California currently limits the ethanol content of gasoline to 10 percent. The Multimedia Evaluation (MME) of E15 looked at the effects of increased ethanol content on exhaust emissions in 20 vehicles—all model year 2016 or newer.
The study used two fuels—an E10 and E15. The summer-grade E10 fuel was sourced from four different refineries that were selected by CARB. The E10 fuels were blended together in four equal parts to create the final E10 fuel. The E15 fuel was created by splash-blending denatured ASTM D4806 fuel grade ethanol with the final E10 fuel.
The twenty light-duty gasoline vehicles included a mixture of technologies, such as gasoline direct injection (GDI), port fuel injection (PFI) as well as PFI+GDI fuel systems that are representative of the current California gasoline fleet. One hybrid electric vehicle (HEV) equipped with a PFI engine was also used. The vehicle test matrix had provisions for five vehicles on each emissions standards category (i.e., SULEV30, ULEV50, ULEV70, and ULEV125).

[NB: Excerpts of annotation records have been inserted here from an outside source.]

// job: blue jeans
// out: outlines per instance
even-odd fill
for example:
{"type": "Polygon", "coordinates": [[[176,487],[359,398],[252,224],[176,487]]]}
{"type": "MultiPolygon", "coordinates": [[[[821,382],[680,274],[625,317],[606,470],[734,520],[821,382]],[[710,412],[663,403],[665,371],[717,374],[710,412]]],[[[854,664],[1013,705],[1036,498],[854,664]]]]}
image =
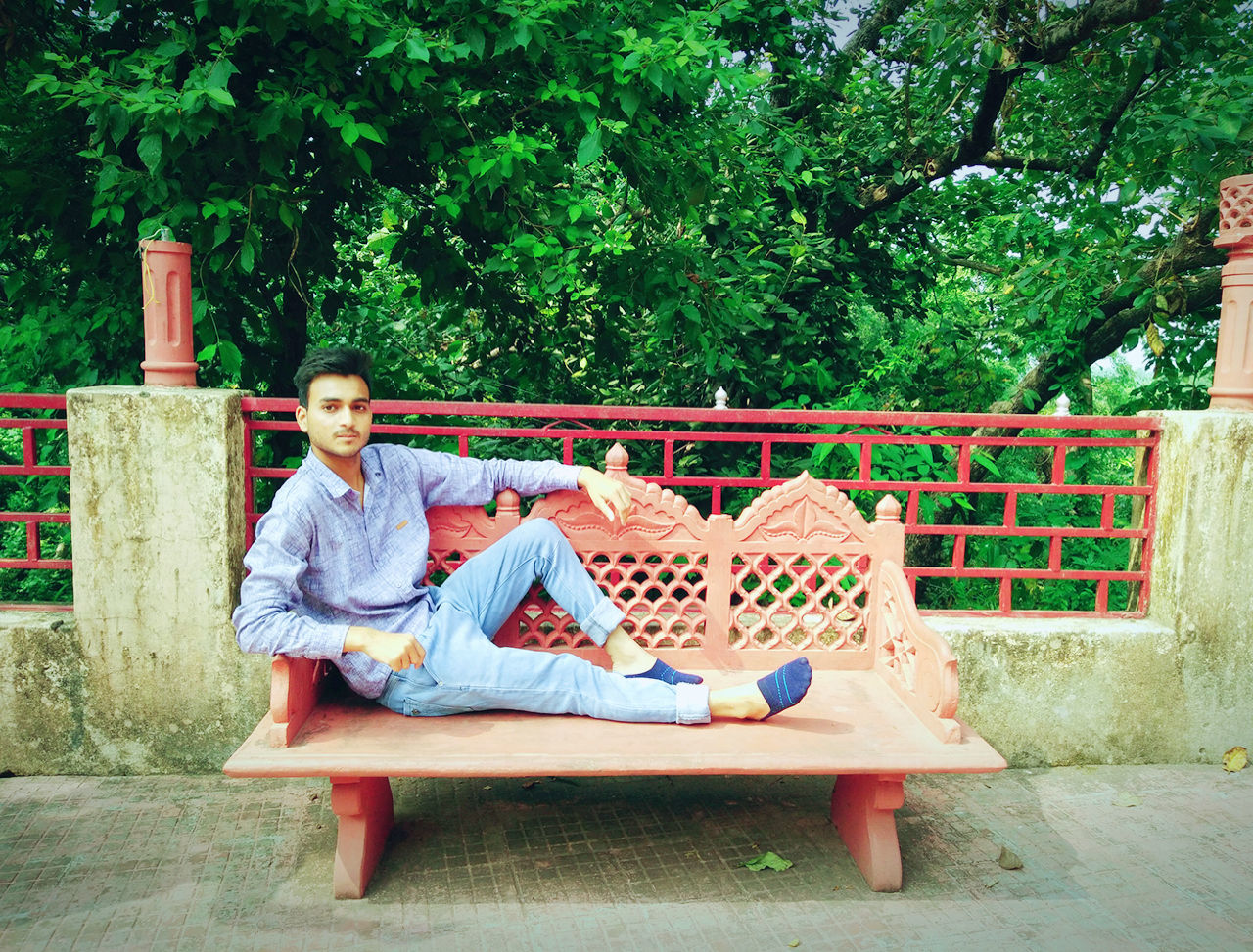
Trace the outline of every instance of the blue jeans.
{"type": "Polygon", "coordinates": [[[392,673],[378,703],[410,717],[471,710],[585,714],[603,720],[704,724],[709,689],[623,678],[570,654],[500,648],[491,639],[539,579],[598,645],[625,615],[548,520],[530,520],[469,559],[437,590],[417,635],[421,668],[392,673]]]}

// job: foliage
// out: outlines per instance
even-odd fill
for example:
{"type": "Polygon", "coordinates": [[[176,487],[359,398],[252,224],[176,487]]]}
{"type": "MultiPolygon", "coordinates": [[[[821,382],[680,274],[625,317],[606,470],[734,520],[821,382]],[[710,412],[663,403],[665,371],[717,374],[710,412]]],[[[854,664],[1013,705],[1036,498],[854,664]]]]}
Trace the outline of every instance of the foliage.
{"type": "Polygon", "coordinates": [[[1148,334],[1188,403],[1217,259],[1143,266],[1249,159],[1230,0],[6,10],[5,390],[134,380],[169,227],[211,383],[1032,410],[1148,334]]]}

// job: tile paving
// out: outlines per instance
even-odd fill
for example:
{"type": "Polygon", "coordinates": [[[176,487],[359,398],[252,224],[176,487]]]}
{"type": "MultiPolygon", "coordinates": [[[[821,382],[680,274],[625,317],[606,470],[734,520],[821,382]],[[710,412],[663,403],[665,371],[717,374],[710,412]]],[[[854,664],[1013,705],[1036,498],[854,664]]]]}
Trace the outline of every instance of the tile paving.
{"type": "Polygon", "coordinates": [[[0,779],[0,948],[1253,949],[1253,770],[911,777],[896,894],[824,778],[393,788],[367,897],[336,902],[325,780],[0,779]],[[742,866],[764,851],[792,868],[742,866]]]}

Measured emissions included: oxides of nitrogen (NOx), total hydrocarbons (THC), non-methane hydrocarbon (NMHC), carbon monoxide (CO), carbon dioxide (CO2), PM mass, particulate number, 1,3-butadiene, benzene, toluene, ethylbenzene, xylene isomers, ethanol, and carbonyl compounds.
The test fleet showed statistically significant effects for some pollutants, but not for others. NOx emissions, a target pollutant of concern for this program, did not show any statistically significant difference between the fuels for the FTP nor for each individual FTP phase.
Cold-start and weighted THC emissions showed statistically significant reductions of 6% and 5%, respectively, for E15 compared to E10. For the cold-start NMHC emissions, E15 showed a 7% statistically significant reduction compared to E10, while for the hot-start NMHC emissions, E15 showed a 15% marginally statistically significant reduction compared to E10. The weighted NMHC emissions showed a marginally statistically significant reduction of 9% for E15 compared E10.
Cold-start and hot-start CO emissions showed statistically significant reductions of 12% and 27%, respectively, for E15 compared to E10. The weighted CO emissions showed a statistically significant reduction of 17% for E15 compared to E10 across the fleet of 20 vehicles.
Hot-start CO2 emissions showed a marginally statistically significant reduction of 0.3 % for E15 compared to E10. Carbon-balance weighted fuel economy showed a statistically significant reduction of 1% for E15 compared to E10 across the fleet of 20 vehicles.
The PM mass showed strong, statistically significant fuel trends over the entire FTP cycle and each individual phase. For the cold-start and hot-running phases, PM mass emissions showed statistically significant reductions of 16% and 54%, respectively, for E15 compared to E10. Hot-start PM mass emissions were 43% lower for E15 compared to E10, at a marginally statistically significant level. The weighted PM mass emissions showed a statistically significant reduction of 18% for E15 compared to E10 across the fleet of 20 vehicles.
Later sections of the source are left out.